If the templates included in release server debs are not compatible with the platform you would like to run them on, you have the option of installing GRR from PIP on your target platform, then building your own installers.

First, install the prerequisites:

  • Ubuntu:
apt install -y debhelper dpkg-dev python-dev python-pip rpm zip
  • Centos:
yum install -y epel-release python-devel wget which libffi-devel \
  openssl-devel zip git gcc gcc-c++ redhat-rpm-config

yum install -y python-pip

Next, upgrade pip and install virtualenv:

sudo pip install --upgrade pip virtualenv

Next, create a virtualenv and install the GRR server and template packages:

virtualenv GRR_ENV

source GRR_ENV/bin/activate

pip install grr-response-server

pip install --no-cache-dir -f https://storage.googleapis.com/releases.grr-response.com/index.html grr-response-templates

During installation of grr-response-server, administrative commands e.g grr_console and grr_config_updater will be added to the virtualenv.
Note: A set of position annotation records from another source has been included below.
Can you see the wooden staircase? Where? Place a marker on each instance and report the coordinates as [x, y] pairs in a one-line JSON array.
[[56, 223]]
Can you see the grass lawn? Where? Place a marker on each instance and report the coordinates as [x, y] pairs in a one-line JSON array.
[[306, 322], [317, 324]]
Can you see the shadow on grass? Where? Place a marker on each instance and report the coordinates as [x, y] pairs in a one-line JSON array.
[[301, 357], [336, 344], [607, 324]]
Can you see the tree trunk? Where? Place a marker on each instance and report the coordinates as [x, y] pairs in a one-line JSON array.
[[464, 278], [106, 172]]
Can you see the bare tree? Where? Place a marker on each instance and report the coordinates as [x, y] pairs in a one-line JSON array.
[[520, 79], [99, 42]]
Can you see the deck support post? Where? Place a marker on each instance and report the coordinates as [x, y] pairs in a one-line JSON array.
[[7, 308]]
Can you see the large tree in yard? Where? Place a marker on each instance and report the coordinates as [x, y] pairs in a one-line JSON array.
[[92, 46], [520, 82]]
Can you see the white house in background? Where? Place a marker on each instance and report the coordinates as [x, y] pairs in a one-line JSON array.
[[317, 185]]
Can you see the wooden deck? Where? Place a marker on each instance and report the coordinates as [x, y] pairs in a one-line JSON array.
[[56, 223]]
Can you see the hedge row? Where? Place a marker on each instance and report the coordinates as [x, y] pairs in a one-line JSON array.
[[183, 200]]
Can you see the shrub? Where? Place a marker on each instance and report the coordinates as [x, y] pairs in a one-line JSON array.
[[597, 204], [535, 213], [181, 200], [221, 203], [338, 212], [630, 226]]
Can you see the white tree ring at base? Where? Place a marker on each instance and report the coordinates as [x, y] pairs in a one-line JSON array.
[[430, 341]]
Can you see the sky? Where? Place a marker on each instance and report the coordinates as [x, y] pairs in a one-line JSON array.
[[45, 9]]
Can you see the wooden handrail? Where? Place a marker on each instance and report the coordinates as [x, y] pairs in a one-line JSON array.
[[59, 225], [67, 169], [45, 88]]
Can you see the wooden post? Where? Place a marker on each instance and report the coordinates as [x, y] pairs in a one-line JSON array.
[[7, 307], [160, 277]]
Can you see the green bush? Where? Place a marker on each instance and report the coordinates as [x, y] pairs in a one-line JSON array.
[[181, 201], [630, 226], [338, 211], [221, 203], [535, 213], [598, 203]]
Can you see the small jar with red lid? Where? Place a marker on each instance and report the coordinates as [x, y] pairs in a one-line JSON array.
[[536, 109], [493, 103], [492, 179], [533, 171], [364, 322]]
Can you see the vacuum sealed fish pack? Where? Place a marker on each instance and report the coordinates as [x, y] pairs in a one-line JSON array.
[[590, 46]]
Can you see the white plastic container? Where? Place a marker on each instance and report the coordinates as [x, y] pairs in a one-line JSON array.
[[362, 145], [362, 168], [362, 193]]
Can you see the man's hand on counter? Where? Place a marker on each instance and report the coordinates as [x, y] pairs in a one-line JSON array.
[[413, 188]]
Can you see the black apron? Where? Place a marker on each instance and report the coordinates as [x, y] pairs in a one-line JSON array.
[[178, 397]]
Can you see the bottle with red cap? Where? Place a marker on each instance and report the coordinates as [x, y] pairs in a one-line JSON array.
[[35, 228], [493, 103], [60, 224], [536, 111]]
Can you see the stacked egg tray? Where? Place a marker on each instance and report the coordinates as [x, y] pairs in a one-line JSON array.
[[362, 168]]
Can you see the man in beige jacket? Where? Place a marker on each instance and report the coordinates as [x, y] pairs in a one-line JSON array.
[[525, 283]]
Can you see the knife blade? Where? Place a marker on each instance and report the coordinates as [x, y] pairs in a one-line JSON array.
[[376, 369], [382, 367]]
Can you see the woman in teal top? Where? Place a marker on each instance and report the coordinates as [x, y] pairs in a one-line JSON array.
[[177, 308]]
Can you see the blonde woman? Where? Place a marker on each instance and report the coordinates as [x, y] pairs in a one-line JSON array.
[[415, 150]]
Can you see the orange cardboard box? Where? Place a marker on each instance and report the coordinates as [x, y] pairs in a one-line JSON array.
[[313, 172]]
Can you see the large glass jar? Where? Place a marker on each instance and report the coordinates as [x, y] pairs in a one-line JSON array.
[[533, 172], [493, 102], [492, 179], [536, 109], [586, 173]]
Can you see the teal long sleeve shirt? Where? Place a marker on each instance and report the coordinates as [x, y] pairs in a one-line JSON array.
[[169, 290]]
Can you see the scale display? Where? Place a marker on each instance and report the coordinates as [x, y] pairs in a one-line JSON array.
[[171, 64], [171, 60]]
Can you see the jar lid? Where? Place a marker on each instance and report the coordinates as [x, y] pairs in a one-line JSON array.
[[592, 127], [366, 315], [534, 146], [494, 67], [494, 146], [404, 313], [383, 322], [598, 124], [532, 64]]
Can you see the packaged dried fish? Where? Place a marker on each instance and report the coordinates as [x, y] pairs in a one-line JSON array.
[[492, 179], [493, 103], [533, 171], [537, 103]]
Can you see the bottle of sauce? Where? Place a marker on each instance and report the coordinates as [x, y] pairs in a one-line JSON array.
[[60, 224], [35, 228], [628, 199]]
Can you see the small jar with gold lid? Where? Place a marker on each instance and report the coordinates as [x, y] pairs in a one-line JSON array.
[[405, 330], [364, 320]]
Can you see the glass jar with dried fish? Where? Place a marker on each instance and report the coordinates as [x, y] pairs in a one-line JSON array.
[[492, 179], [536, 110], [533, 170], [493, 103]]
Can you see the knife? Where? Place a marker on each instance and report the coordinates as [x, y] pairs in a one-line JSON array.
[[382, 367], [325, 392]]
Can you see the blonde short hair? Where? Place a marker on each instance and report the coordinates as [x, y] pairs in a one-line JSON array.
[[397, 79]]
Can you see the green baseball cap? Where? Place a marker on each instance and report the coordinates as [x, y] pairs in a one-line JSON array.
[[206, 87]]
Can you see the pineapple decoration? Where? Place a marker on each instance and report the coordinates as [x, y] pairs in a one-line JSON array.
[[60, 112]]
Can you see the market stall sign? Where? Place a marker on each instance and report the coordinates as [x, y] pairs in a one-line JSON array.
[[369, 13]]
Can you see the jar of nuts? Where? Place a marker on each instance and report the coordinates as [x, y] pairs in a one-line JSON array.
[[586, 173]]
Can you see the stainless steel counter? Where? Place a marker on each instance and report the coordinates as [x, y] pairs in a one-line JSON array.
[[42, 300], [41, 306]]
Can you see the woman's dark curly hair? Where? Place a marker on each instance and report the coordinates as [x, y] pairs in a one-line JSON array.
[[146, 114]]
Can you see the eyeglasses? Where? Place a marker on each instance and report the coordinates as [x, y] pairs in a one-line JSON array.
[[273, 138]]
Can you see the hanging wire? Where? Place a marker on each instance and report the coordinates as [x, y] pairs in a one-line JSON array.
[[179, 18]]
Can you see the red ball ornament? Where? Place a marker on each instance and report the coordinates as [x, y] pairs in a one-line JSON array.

After installation, you will need to initialize the GRR configuration with grr_config_updater initialize. Once that is done, you can build a template for your platform with:

grr_client_build build --output mytemplates

and repack it with:

grr_client_build repack --template mytemplates/*.zip --output_dir mytemplates

If you would like to experiment with the Admin UI or other server components, you can launch them from within the virtualenv as follows:

grr_server --component admin_ui --verbose

Note that GRR requires Python 2.7+, so for platforms with older default Python versions (e.g Centos 6), you need to build a newer version of Python from source and use that for creating the virtualenv.